Okay. Enough already with this NFL National Anthem thing. It has dragged on far too long. And despite the well-intentioned efforts of the NFL commissioners, NFL owners, President Trump, and the TV networks, a satisfying solution has yet to emerge. Until now. I have this thing figured out. And I suggest – humbly of course – that the players have it wrong. And the president has it wrong. And the owners and network brass have it wrong. But I’ve come to rescue the NFL from itself. I have the answer.
First, let’s review a few of the failed solutions to the problem.
1. The players
NFL players, by a huge majority, continue to stand for the National Anthem. But the NFL players union balks at any efforts by league officials to mandate this. And the idea of protesters staying in the locker room doesn’t work for them. They want free expression, out in the open. So the players want the right to take a knee during the anthem – in full view of the millions of Americans tuned in to watch the game. The problem with this is obvious. They work for their employers. And staging any kind of protest at work is not allowed in other workplaces. However, to deny them this first amendment expression is only serving to drag this out. This could be before the courts – and therefore before the fans – for years.
2. The owners
The NFL owners are all over the board on this one. Jerry Jones has demanded that the Dallas Cowboys all stand for the Anthem. And his players have obliged. But other owners have allowed for players to do what they want. So the owners have no unified position.
3. The commissioner
Roger Goodell came out with a new policy in May. It said that players cannot kneel, but can still protest by staying back in the locker room until after the Anthem. This fell flat with the players union. So Goodell did what he always does. To use an NFL phrase, he punted.
4. The networks
Both NBC and CBS have announced their solution. They simply won’t show the National Anthem on TV before the games. They reason, the networks don’t televise the National Anthem for other events, such as major awards shows or Major League Baseball. The problem with this solution is obvious – this is the NFL, where they have always televised the National Anthem. This is the chicken way out.
5. Sports writers
A new solution has been offered by major sports commentators. Let each team decide for itself. In cities where patriotism is a big deal, let the owners demand that their players stand for the Anthem. In other places, they don’t have to. But this is no answer, as this would still lead to unending opposition from the players union.

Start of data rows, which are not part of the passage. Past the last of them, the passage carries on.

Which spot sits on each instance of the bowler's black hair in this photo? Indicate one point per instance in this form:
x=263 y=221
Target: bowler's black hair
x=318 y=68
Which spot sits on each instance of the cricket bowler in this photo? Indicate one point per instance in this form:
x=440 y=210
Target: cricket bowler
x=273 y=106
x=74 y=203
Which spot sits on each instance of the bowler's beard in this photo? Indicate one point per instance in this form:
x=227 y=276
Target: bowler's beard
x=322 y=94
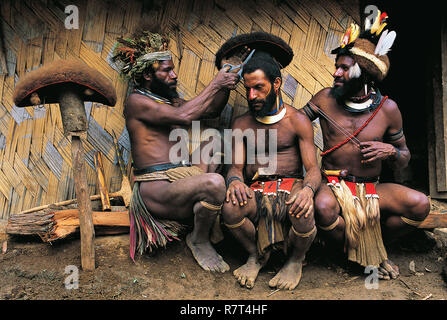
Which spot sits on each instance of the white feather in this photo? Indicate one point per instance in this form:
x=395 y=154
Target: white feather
x=368 y=24
x=355 y=71
x=384 y=46
x=379 y=43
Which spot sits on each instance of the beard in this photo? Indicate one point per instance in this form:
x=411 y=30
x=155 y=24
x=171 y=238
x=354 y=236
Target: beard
x=267 y=105
x=349 y=89
x=164 y=89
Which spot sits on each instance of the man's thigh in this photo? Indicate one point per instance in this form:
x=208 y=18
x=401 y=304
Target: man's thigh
x=175 y=200
x=399 y=200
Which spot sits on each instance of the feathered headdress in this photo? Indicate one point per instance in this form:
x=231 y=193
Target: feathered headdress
x=135 y=55
x=370 y=48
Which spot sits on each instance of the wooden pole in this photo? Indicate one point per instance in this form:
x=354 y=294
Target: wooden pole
x=84 y=205
x=74 y=120
x=105 y=197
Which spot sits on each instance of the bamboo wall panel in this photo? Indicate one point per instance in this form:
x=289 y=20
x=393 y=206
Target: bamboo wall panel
x=35 y=157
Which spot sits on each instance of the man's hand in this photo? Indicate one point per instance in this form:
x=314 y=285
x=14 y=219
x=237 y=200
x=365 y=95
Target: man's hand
x=226 y=80
x=236 y=59
x=239 y=193
x=376 y=150
x=302 y=203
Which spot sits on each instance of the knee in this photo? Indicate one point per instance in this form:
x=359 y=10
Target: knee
x=419 y=206
x=303 y=223
x=326 y=211
x=232 y=214
x=214 y=187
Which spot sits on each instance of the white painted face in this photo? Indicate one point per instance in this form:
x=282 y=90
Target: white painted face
x=355 y=71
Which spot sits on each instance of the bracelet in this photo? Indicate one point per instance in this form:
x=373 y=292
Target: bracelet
x=231 y=179
x=398 y=154
x=310 y=187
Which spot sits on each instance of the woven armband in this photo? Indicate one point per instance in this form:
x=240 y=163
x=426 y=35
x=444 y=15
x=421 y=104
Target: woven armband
x=231 y=179
x=394 y=136
x=310 y=112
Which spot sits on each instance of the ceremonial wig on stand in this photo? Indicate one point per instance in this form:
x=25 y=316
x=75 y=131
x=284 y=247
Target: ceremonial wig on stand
x=140 y=53
x=369 y=49
x=271 y=55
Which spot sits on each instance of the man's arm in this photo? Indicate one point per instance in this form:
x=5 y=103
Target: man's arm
x=394 y=148
x=149 y=111
x=237 y=191
x=302 y=200
x=217 y=105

6. My solution – the only good one
That leaves us with my solution – the only one that will work. This is so obvious that I am shocked I have not heard it suggested anywhere else. If I thought of this, surely someone else has. But since the geniuses that run the NFL, the networks, the players union, and the networks have yet to figure this out, I’m happy to help. Here you go. I offer a two-step plan.

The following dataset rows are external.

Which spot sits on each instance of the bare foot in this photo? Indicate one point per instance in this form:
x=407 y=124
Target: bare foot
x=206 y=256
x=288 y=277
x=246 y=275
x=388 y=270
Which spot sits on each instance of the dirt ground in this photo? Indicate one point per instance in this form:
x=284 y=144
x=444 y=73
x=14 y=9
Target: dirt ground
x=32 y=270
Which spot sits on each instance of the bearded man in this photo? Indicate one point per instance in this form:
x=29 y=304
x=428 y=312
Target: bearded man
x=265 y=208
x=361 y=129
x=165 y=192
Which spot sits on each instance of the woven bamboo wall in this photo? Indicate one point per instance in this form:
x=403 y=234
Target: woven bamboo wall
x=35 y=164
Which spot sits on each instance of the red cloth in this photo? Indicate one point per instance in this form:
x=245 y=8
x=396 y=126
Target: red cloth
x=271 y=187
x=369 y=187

Step 1 – Let the players do whatever they want. To order the players to stand for the Anthem will never stand up in court. The expression of the first amendment will trump all else. So any effort to disallow players the right to protest will only shine a brighter light on the protest most of us wish would go away.
Step 2 – Have the networks continue to televise the National Anthem, but do not show any of the players! The purpose of the National Anthem is to put a focus – for about four minutes – on our great country and its flag – not the players on the sideline. What is the point of watching players stand there (or in some cases, kneel), anyway? Do we really need to know if Tom Brady knows all the words to the song or if a backup running back for the New York Jets does not want to honor our flag? If we want the players to just play ball, then we need to take the spotlight off of them for the four minutes that we say we want to honor the flag.

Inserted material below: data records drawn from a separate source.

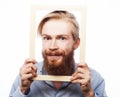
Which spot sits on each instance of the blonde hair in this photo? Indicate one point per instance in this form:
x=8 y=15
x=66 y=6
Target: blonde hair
x=64 y=15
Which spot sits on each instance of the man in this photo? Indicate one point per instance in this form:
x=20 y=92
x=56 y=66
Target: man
x=60 y=37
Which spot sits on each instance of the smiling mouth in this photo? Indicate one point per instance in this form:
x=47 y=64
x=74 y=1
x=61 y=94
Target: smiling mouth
x=54 y=57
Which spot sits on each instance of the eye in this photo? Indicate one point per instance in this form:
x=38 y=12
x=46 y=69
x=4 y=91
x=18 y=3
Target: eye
x=62 y=38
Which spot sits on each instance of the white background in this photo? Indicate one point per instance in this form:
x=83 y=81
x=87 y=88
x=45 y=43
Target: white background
x=102 y=40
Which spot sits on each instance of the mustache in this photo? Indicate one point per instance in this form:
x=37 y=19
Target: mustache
x=55 y=53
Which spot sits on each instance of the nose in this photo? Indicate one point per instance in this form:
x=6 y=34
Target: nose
x=53 y=45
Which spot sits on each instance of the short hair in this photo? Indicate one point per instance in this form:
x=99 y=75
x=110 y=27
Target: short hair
x=61 y=15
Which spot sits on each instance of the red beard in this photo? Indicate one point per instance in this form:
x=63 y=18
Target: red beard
x=64 y=67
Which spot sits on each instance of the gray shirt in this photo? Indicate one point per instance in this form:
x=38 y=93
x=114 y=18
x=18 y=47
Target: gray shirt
x=47 y=89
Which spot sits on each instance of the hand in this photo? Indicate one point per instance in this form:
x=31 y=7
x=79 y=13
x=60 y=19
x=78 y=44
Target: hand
x=82 y=76
x=27 y=72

What will happen if the NFL gets smart and follows my plan? Two things.
First, the issue will fade into the background. They need to quit talking about it. And by not showing the Anthem at all (the networks’ plan, except for Fox), that will just stoke the flames even more. But if the networks show the anthem and the announcers shut up about which player is kneeling, staying in the locker room, or doing something stupid on the sideline, the issue will fade away.
Second, democracy will take over. For teams and players who still kneel, fans will continue to turn against them. It is the right for the players to kneel. And it is the right for the networks to not show it. And it is the right of the fans to boo them and quit buying their jerseys.
I will toss in another suggestion for free. This one came from Tony Dungy. The Hall-of-Fame coach has suggested that at the start of each head coach’s weekly press conference, he should set aside ten minutes for his players – who want to push their agenda – to take a few minutes to address their opinions on civil rights, etc. Give them a voice. Dungy reasons, this would actually allow the players to say what they stand for, rather than stage a protest nobody understands.
So there you have it. The solution is so simple. It’s as obvious as the star on the Cowboys’ helmets. Let the players do what they want, but don’t make us watch it. Let the focus of the National Anthem be the American flag – period. Quit talking about what the players are doing during the Anthem. This would satisfy the players union (legally, at least), avoid any more lawsuits, and allow the millions of fans who simply tune in to watch football to have their game back – just like it always was.